Finding the nearest 'sleep' record after each 'eat' action in SQL

I’m working with a table called activity_log that tracks people’s actions. It has columns for id, person, and activity. I want to match each ‘eat’ entry with the next ‘sleep’ entry for the same person.

Here’s what I’ve tried:

SELECT 
    a.person, 
    a.id AS meal_id, 
    (SELECT MIN(id) FROM activity_log b 
     WHERE a.person = b.person AND b.id > a.id AND b.activity = 'rest') AS rest_id 
FROM activity_log a 
WHERE a.activity = 'meal'
ORDER BY a.id;

This works but uses a subquery. It might be slow with lots of data. Is there a faster way to do this? Maybe using a join or temp table? I can add indexes if needed.

I’m looking for a solution that’s more efficient and easier to expand if I need more info from the ‘rest’ entries.
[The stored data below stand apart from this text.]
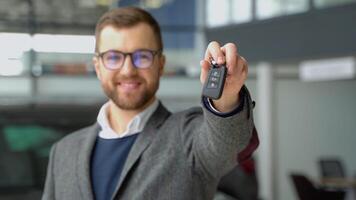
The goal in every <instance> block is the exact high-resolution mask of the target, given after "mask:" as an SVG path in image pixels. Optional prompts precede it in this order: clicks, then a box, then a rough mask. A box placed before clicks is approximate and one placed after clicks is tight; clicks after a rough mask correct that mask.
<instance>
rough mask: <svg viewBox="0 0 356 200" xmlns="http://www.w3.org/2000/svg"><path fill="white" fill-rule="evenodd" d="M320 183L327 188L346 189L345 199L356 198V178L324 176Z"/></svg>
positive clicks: (320, 179)
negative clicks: (343, 177) (334, 177)
mask: <svg viewBox="0 0 356 200" xmlns="http://www.w3.org/2000/svg"><path fill="white" fill-rule="evenodd" d="M318 185H319V187H322V188H324V189H326V190H344V191H345V192H346V196H345V200H356V179H351V178H349V179H348V178H322V179H320V182H319V183H318Z"/></svg>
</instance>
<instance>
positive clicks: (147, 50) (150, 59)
mask: <svg viewBox="0 0 356 200" xmlns="http://www.w3.org/2000/svg"><path fill="white" fill-rule="evenodd" d="M132 59H133V63H134V65H135V66H136V67H137V68H147V67H150V66H151V65H152V61H153V53H152V52H151V51H148V50H139V51H135V52H134V53H133V54H132Z"/></svg>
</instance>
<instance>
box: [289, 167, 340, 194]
mask: <svg viewBox="0 0 356 200" xmlns="http://www.w3.org/2000/svg"><path fill="white" fill-rule="evenodd" d="M290 177H291V179H292V182H293V185H294V188H295V190H296V193H297V195H298V198H299V199H300V200H343V199H344V197H345V191H328V190H324V189H321V188H317V187H315V186H314V184H313V183H312V182H311V181H310V180H309V179H308V178H307V177H306V176H304V175H302V174H297V173H292V174H291V175H290Z"/></svg>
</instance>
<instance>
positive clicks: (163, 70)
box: [159, 54, 166, 76]
mask: <svg viewBox="0 0 356 200" xmlns="http://www.w3.org/2000/svg"><path fill="white" fill-rule="evenodd" d="M165 65H166V56H165V55H164V54H162V55H161V56H160V58H159V76H162V75H163V72H164V66H165Z"/></svg>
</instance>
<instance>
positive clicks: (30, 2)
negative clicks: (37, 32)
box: [0, 0, 116, 34]
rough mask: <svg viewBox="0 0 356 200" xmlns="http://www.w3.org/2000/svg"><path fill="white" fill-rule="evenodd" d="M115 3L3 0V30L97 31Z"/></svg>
mask: <svg viewBox="0 0 356 200" xmlns="http://www.w3.org/2000/svg"><path fill="white" fill-rule="evenodd" d="M114 2H116V1H114V0H60V1H58V0H1V1H0V32H28V33H35V32H41V33H61V34H65V33H67V34H93V33H94V27H95V23H96V21H97V20H98V18H99V17H100V16H101V15H102V14H103V13H104V12H105V11H107V10H108V9H109V8H110V7H111V6H112V5H114V4H115V3H114ZM115 5H116V4H115Z"/></svg>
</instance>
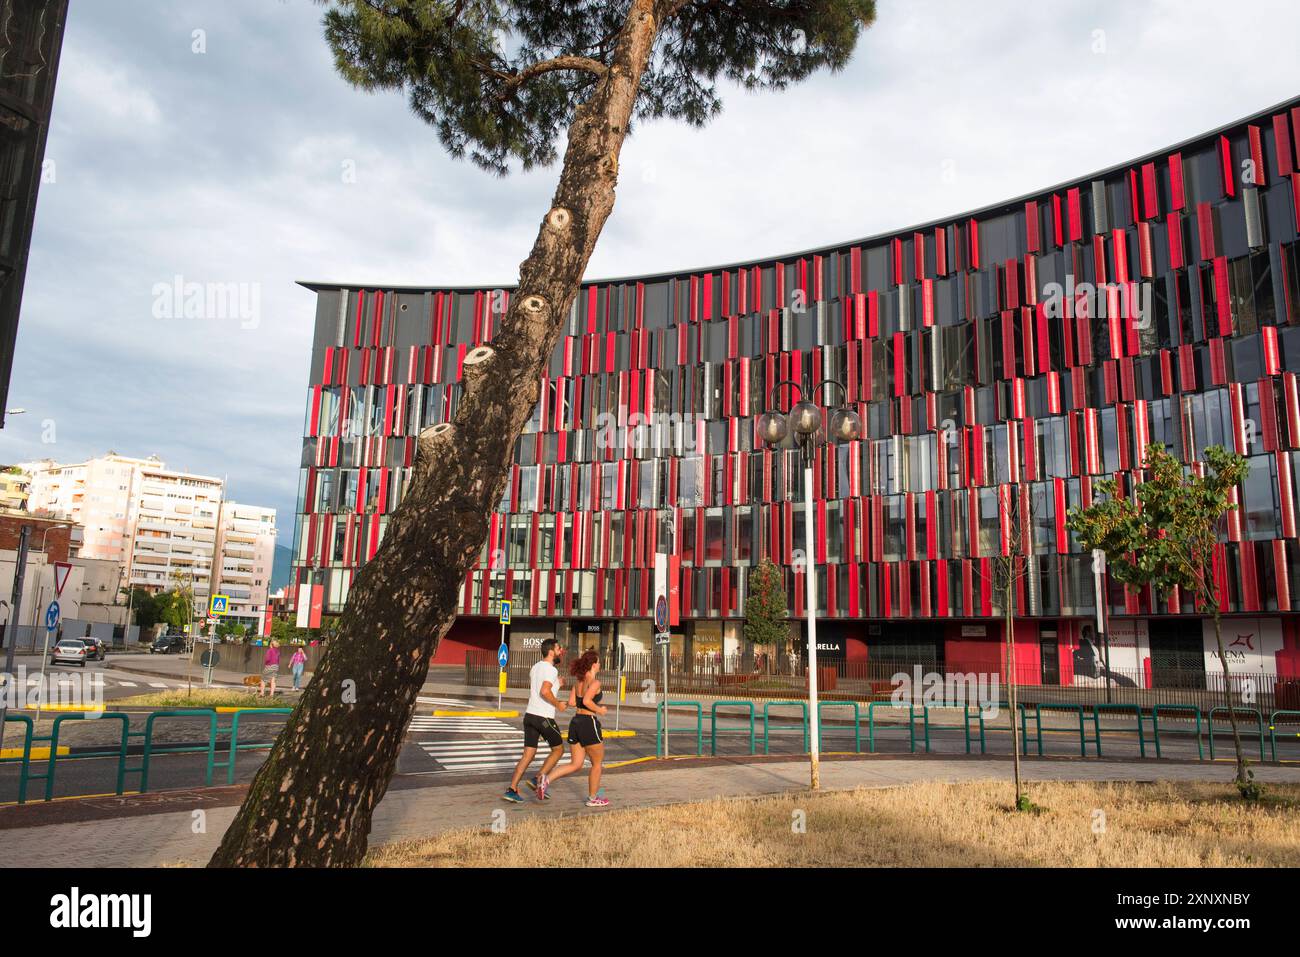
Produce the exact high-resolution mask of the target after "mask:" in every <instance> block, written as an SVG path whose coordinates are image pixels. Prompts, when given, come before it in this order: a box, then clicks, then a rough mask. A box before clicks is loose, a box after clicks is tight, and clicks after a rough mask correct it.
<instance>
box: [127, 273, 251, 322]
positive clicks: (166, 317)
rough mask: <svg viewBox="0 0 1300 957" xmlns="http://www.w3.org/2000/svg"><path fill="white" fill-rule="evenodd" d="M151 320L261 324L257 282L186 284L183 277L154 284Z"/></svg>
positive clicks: (188, 282) (221, 282) (217, 282)
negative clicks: (202, 319)
mask: <svg viewBox="0 0 1300 957" xmlns="http://www.w3.org/2000/svg"><path fill="white" fill-rule="evenodd" d="M151 295H152V296H153V309H152V311H153V317H155V319H214V320H237V321H238V322H239V328H240V329H256V328H257V326H259V325H261V283H260V282H187V281H186V278H185V277H183V276H174V277H172V281H170V282H155V283H153V287H152V290H151Z"/></svg>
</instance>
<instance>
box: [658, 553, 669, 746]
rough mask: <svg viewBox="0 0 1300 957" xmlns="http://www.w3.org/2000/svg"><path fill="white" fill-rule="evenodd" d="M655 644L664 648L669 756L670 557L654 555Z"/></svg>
mask: <svg viewBox="0 0 1300 957" xmlns="http://www.w3.org/2000/svg"><path fill="white" fill-rule="evenodd" d="M654 596H655V598H654V631H655V636H654V644H656V645H659V646H660V648H662V649H663V755H664V757H666V758H667V757H668V644H669V642H671V641H672V635H671V633H669V632H668V557H667V555H666V554H663V553H659V554H658V555H655V557H654Z"/></svg>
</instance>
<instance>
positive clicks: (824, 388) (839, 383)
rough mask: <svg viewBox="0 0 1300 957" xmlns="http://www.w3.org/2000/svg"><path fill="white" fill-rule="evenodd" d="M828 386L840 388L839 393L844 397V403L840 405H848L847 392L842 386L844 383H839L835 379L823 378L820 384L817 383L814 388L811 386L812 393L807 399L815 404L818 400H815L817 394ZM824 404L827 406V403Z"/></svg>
mask: <svg viewBox="0 0 1300 957" xmlns="http://www.w3.org/2000/svg"><path fill="white" fill-rule="evenodd" d="M828 385H833V386H839V387H840V393H841V394H842V395H844V403H841V404H848V403H849V390H848V389H846V387H845V386H844V382H841V381H840V380H837V378H823V380H822V381H820V382H818V384H816V385H815V386H813V391H811V393H809V397H810V398H811V399H813V400H814V402H816V400H818V398H816V397H818V393H820V391H822V390H823V389H826V387H827V386H828ZM824 404H829V403H824Z"/></svg>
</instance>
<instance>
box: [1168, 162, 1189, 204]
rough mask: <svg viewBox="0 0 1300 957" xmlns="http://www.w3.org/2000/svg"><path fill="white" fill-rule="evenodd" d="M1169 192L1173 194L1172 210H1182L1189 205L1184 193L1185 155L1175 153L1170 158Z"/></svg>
mask: <svg viewBox="0 0 1300 957" xmlns="http://www.w3.org/2000/svg"><path fill="white" fill-rule="evenodd" d="M1169 191H1170V194H1171V200H1170V209H1182V208H1183V207H1184V205H1186V204H1187V196H1186V194H1184V191H1183V155H1182V153H1173V155H1171V156H1170V157H1169Z"/></svg>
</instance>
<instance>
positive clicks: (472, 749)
mask: <svg viewBox="0 0 1300 957" xmlns="http://www.w3.org/2000/svg"><path fill="white" fill-rule="evenodd" d="M420 746H421V749H422V750H424V753H425V754H428V755H429V757H430V758H433V759H434V761H437V762H438V763H439V765H442V771H443V772H446V771H498V770H508V768H512V767H513V766H515V765H516V763H519V758H520V755H523V753H524V739H523V737H520V739H519V740H517V741H478V742H474V744H461V745H455V744H450V742H447V741H434V742H429V744H421V745H420ZM542 757H543V755H542V754H538V755H537V757H534V758H533V763H534V765H536V763H538V762H541V759H542Z"/></svg>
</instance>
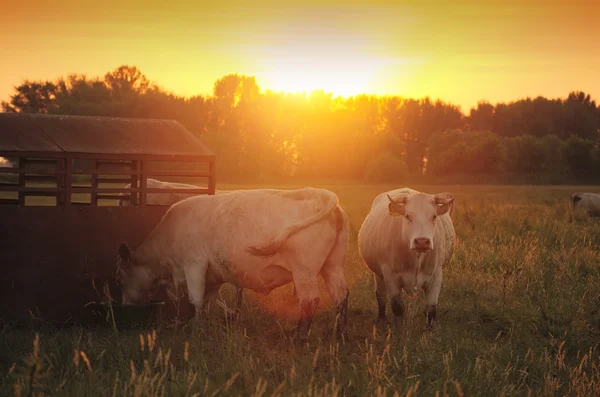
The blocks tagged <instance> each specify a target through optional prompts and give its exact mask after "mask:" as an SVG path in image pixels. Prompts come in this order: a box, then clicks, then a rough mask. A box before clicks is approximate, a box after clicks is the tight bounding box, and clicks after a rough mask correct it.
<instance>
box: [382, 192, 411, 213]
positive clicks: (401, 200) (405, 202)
mask: <svg viewBox="0 0 600 397" xmlns="http://www.w3.org/2000/svg"><path fill="white" fill-rule="evenodd" d="M387 196H388V200H389V201H390V202H389V203H388V210H389V212H390V216H403V215H404V212H405V209H406V199H407V198H406V197H400V198H397V199H393V198H391V197H390V195H389V194H388V195H387Z"/></svg>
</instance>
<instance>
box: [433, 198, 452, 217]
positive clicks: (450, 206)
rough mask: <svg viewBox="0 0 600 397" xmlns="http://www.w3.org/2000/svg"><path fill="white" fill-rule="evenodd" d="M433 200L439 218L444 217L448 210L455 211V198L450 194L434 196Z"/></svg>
mask: <svg viewBox="0 0 600 397" xmlns="http://www.w3.org/2000/svg"><path fill="white" fill-rule="evenodd" d="M433 198H434V200H435V207H436V213H437V215H438V216H440V215H444V214H445V213H447V212H448V210H452V209H454V197H453V196H452V195H451V194H450V193H439V194H436V195H435V196H433ZM450 213H452V211H450Z"/></svg>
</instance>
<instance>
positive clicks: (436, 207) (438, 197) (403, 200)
mask: <svg viewBox="0 0 600 397" xmlns="http://www.w3.org/2000/svg"><path fill="white" fill-rule="evenodd" d="M387 196H388V200H389V204H388V209H389V213H390V215H391V216H402V217H403V222H404V231H405V234H404V235H405V236H407V237H408V243H409V244H410V249H411V250H412V251H416V252H419V253H424V252H427V251H430V250H432V249H433V244H434V241H433V233H434V231H435V224H436V222H437V218H438V217H439V216H441V215H444V214H446V213H447V212H448V210H449V209H450V207H451V206H452V205H453V202H454V197H452V195H451V194H449V193H440V194H436V195H433V196H432V195H430V194H423V193H417V194H412V195H410V196H408V195H406V196H400V197H396V198H392V197H390V195H389V194H388V195H387Z"/></svg>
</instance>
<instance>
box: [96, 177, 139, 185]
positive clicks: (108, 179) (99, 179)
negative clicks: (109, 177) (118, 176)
mask: <svg viewBox="0 0 600 397" xmlns="http://www.w3.org/2000/svg"><path fill="white" fill-rule="evenodd" d="M130 182H131V179H129V178H102V179H100V178H99V179H98V183H125V184H127V183H130Z"/></svg>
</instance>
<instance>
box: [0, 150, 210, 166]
mask: <svg viewBox="0 0 600 397" xmlns="http://www.w3.org/2000/svg"><path fill="white" fill-rule="evenodd" d="M23 155H27V157H36V158H38V157H39V158H58V159H64V158H65V157H66V155H65V153H64V152H56V153H53V152H37V151H32V152H22V151H18V150H1V151H0V156H2V157H20V156H23ZM68 157H70V158H72V159H90V160H127V161H133V160H142V159H145V160H148V161H168V162H173V161H179V162H186V163H187V162H190V163H206V162H210V161H214V160H215V155H167V154H111V153H80V152H71V153H69V154H68Z"/></svg>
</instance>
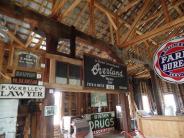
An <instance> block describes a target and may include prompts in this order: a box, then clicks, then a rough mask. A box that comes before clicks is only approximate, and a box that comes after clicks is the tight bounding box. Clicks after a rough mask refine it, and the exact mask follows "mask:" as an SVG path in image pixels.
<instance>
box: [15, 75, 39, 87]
mask: <svg viewBox="0 0 184 138" xmlns="http://www.w3.org/2000/svg"><path fill="white" fill-rule="evenodd" d="M12 83H13V84H24V85H38V80H37V79H29V78H18V77H12Z"/></svg>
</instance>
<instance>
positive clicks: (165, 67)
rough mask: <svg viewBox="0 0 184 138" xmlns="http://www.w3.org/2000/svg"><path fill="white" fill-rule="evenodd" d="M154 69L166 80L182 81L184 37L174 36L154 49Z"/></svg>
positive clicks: (181, 81)
mask: <svg viewBox="0 0 184 138" xmlns="http://www.w3.org/2000/svg"><path fill="white" fill-rule="evenodd" d="M154 70H155V72H156V73H157V74H158V76H159V77H160V78H162V79H164V80H166V81H169V82H172V83H184V37H174V38H172V39H170V40H169V41H167V42H166V43H164V44H163V45H162V46H161V47H160V48H159V49H158V50H157V51H156V53H155V55H154Z"/></svg>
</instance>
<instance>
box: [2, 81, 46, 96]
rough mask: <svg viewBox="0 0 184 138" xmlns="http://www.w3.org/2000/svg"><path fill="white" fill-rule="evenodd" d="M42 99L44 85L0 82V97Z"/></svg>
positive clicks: (43, 88) (44, 92) (44, 90)
mask: <svg viewBox="0 0 184 138" xmlns="http://www.w3.org/2000/svg"><path fill="white" fill-rule="evenodd" d="M1 98H3V99H5V98H6V99H43V98H45V87H44V86H36V85H17V84H0V99H1Z"/></svg>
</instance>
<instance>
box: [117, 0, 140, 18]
mask: <svg viewBox="0 0 184 138" xmlns="http://www.w3.org/2000/svg"><path fill="white" fill-rule="evenodd" d="M139 2H140V0H133V1H131V2H129V3H128V4H127V5H123V4H122V6H120V8H119V9H118V11H117V14H118V15H121V14H122V13H124V12H127V11H128V10H129V9H131V8H132V7H133V6H135V5H136V4H137V3H139Z"/></svg>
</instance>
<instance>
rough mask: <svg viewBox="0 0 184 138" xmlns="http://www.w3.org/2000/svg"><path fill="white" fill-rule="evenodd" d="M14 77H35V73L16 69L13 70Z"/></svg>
mask: <svg viewBox="0 0 184 138" xmlns="http://www.w3.org/2000/svg"><path fill="white" fill-rule="evenodd" d="M15 77H20V78H29V79H37V73H36V72H29V71H21V70H16V71H15Z"/></svg>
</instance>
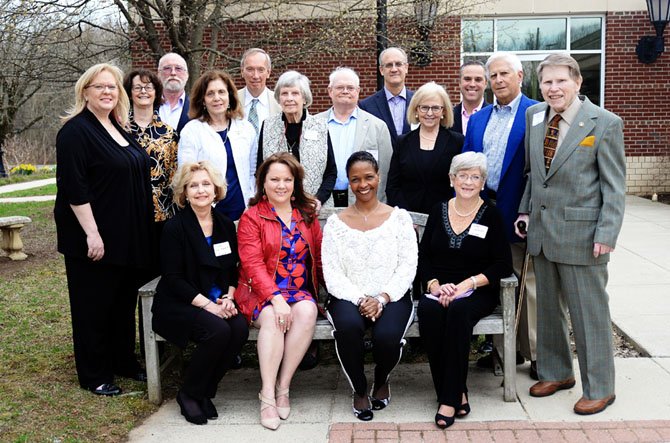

Any ideas?

yo silvia! another approach could be using LEAD() function. it’d look like:

SELECT person, id AS meal_id, LEAD(id) OVER (PARTITION BY person ORDER BY id) AS rest_id
FROM activity_log
WHERE activity IN (‘meal’, ‘rest’)
ORDER BY id;

this might be faster than subqueries. give it a shot and lemme know how it goes!

hey there! have you considered using a window function for this? something like ROW_NUMBER() OVER (PARTITION BY person ORDER BY id) might help match eat and sleep entries more efficiently. what database system are you using? some systems have specific optimizations for this kinda thing. have you tried any performance testing yet?

Have you considered using a self-join approach? It might offer better performance for larger datasets. Here’s a potential solution:

SELECT a.person, a.id AS meal_id, MIN(b.id) AS rest_id
FROM activity_log a
JOIN activity_log b ON a.person = b.person AND a.id < b.id
WHERE a.activity = ‘meal’ AND b.activity = ‘rest’
GROUP BY a.person, a.id
ORDER BY a.id;

This query joins the table with itself, matching each ‘meal’ entry to all subsequent ‘rest’ entries for the same person. The MIN function then selects the nearest ‘rest’ entry. Adding appropriate indexes on the person, id, and activity columns could further optimize this query. Consider testing this against your current method to compare performance.